Mainly it will be a mental exercise, staying near the bank and reading the current, said Trevathan, who stays in shape by playing tennis, lifting a few weights and running.

He rejected suggestions to add a small motor to the boat. “I like the idea of traveling up the river on my own power,” he said, because it connects him to the earliest people who traveled on the river and does not leave much of a carbon footprint behind.

Trevathan has a “hypothetical itinerary” and plans to paddle perhaps 10 miles a day. He knows he won’t have a campground to stop at every night, but he also has friends and family along the route.

“My sister has a lake house at mile 55,” said Trevathan, who’s originally from Murray, Ky.

“I remember a lot of the river,” he said. “We’ll see how much I remember.”

Currently he plans to start the trip on March 20, and he expects it to take at least eight weeks.

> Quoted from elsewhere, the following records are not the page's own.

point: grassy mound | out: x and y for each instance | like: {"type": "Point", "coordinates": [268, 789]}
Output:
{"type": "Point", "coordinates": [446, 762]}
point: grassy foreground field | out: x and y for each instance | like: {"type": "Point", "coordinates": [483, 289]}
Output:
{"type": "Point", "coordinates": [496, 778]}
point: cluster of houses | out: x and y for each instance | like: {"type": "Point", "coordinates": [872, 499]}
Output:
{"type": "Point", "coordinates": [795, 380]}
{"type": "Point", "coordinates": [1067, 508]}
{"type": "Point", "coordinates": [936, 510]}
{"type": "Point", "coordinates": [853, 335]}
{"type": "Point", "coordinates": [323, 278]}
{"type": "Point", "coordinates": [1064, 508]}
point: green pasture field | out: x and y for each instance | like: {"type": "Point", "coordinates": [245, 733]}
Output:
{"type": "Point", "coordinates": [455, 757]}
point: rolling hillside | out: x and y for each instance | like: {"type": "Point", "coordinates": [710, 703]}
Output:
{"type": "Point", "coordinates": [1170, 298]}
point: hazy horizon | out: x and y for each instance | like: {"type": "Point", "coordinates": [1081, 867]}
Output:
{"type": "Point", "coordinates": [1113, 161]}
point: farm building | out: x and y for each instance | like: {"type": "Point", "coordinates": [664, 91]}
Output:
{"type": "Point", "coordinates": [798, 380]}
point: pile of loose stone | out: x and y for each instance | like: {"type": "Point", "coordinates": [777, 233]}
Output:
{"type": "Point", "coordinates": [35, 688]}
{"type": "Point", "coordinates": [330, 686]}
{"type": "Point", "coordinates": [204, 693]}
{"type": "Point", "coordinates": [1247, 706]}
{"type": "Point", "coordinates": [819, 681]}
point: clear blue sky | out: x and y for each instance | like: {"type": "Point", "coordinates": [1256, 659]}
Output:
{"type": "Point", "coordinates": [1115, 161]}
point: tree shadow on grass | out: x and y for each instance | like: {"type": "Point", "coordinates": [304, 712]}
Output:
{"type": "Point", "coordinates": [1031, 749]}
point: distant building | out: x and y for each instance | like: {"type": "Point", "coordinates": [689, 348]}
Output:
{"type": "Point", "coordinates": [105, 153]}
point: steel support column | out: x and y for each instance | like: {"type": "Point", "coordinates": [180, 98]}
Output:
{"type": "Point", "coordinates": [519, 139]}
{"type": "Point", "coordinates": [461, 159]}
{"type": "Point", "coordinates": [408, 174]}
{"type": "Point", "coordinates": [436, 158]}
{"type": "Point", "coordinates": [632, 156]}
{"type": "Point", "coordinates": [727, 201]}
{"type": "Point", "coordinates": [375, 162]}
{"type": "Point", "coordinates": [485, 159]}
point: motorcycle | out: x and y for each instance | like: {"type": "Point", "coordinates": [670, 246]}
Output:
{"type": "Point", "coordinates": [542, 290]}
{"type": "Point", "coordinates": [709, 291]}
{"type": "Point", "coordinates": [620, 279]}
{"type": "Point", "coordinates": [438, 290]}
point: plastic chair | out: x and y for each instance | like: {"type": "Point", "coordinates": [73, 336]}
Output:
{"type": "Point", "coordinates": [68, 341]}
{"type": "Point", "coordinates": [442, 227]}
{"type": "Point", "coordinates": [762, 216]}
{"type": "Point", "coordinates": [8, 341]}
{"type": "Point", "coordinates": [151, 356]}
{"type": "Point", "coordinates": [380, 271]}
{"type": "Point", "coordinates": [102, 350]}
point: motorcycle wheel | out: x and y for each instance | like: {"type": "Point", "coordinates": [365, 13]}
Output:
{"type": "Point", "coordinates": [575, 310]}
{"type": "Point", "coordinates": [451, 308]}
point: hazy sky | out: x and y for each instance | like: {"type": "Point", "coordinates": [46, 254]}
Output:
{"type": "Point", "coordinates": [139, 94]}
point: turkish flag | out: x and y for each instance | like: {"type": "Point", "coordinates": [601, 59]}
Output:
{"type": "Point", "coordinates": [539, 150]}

He doesn’t know if he’ll be allowed to lock through all nine dams along the river and has a small cart in case he has to portage the canoe.

Traveling downstream going through a dam is like the water draining out of a bathtub, he explained. He tested going through upstream at Watts Bar, and it wasn’t too rough, but later he learned that the person controlling the flow of water had slowed it because of the canoe.

At the end of his trip 20 years ago, Trevathan paddled for about 16 hours on the last day, arriving after 9 p.m. to be met by his whole family.

“My mantra this time it to take my time,” he said.